The author uses 'embedded', given that SahAssar didn't explain it either, in the same sense as an 'embedded reporter', That is to say, as a member with a distinct role in an otherwise homogeneous team.
The author talks about adding visualization, isitio, and
an api migration he was part of.
> This was occurring at the same time each hour because a CronJob has been configured to restart the pod each hour, in order to prevent memory leaks in other services using the same GKE cluster
I worked at a place that used to restart their JBoss (haven't used that name in years...) cluster every night at 2 AM. They never did find the real source of the memory leak.
It's been a long time, but I seem to remember that Amazon used to do a similar thing back when they had a giant monolithic webserver process. Maybe 2004? The executable was >1GB back when that was unimaginably huge and it was kind of comical.
The process (Gurupa?) used to leak memory and the solution was to kill the process after a small number of requests, and start a new one.

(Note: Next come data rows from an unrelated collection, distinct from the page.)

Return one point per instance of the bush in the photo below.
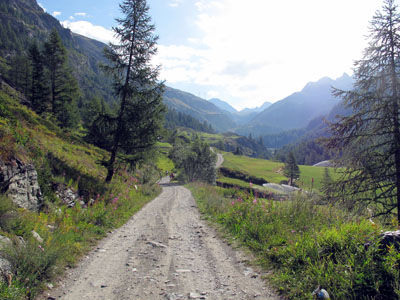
(307, 245)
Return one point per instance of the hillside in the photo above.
(24, 21)
(223, 105)
(198, 108)
(54, 203)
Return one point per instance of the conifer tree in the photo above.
(135, 83)
(39, 94)
(369, 139)
(327, 185)
(56, 57)
(64, 90)
(291, 169)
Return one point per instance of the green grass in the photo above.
(164, 163)
(306, 245)
(244, 184)
(61, 157)
(272, 171)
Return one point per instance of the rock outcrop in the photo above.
(67, 195)
(5, 266)
(20, 182)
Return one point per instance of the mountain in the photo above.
(23, 21)
(198, 108)
(223, 105)
(297, 110)
(256, 109)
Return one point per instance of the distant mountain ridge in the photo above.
(223, 105)
(198, 108)
(29, 23)
(297, 110)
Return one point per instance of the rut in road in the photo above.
(164, 252)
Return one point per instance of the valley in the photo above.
(116, 184)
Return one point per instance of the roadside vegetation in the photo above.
(306, 244)
(61, 158)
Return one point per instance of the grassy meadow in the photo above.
(68, 233)
(302, 244)
(271, 171)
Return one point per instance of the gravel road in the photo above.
(164, 252)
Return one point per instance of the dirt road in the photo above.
(164, 252)
(220, 160)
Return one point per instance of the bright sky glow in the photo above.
(243, 52)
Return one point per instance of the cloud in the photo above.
(175, 3)
(274, 46)
(90, 30)
(241, 68)
(41, 5)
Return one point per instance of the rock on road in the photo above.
(165, 251)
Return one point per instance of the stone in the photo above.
(67, 195)
(156, 244)
(5, 269)
(20, 182)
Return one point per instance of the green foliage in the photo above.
(64, 90)
(39, 93)
(368, 141)
(175, 119)
(291, 169)
(136, 84)
(195, 161)
(60, 158)
(307, 245)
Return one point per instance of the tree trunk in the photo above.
(110, 165)
(396, 126)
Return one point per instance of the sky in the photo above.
(242, 52)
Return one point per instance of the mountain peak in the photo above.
(223, 105)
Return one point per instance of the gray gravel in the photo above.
(164, 252)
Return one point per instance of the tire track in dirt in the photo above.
(164, 252)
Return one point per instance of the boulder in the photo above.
(67, 195)
(20, 182)
(5, 266)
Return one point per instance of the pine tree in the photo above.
(39, 94)
(56, 57)
(369, 139)
(135, 83)
(327, 185)
(64, 89)
(195, 161)
(291, 169)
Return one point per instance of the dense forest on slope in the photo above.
(24, 21)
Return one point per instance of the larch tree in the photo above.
(56, 57)
(136, 84)
(291, 169)
(369, 139)
(64, 89)
(39, 94)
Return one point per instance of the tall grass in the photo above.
(68, 233)
(307, 245)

This is second-hand knowledge so it's possible that I'm confused.
Boggles my mind people would just restart stuff instead of fixing it - classic "devops" antipattern. It never took me more than a day to find the gnarliest memory leak bug in Go applications, haven't worked with Java in ages but I assume it should be similar. C/C++ on the other hand... tho should be better now with advent of tc/jemalloc which have proper instrumentation.
I haven't resorted to the "restart in a cronjob", but on Python/Django apps, we pretty much always use the gunicorn/uwsgi setting that automatically restarts worker processes after serving some number of requests (typically 10-50k for us). There are just so many ways that a Python app can leak small amounts of memory and so many 3rd party libraries involved that it's so much easier to default to the automatic restart approach rather than play whack-a-mole tracking down and fixing leaks.
FWIW, my experience with Go apps is similar to yours. I have apps that handle hundreds of requests per second and run for months at a time without leaking memory. When there is a leak, it's easy to profile and find it.
Those apps just tend to be more constrained in what they do than eg, a major user facing Django app, that is more subject to feature creep and ends up with a huge surface area of infrequently used endpoints.
In my experience, long running Python was even worse than long running Java for memory leaks. It often wasn't so much a memory "leak" in the logical sense. It was the the process size "bloating" from tons of mallocs and frees, leading to heap fragmentation (may not be exactly the right term.) This was many years ago.
Yes it was likely fragmentation. You could run python with jemalloc (not sure what it does by default these day) and get much nicer memory footprint especially over time.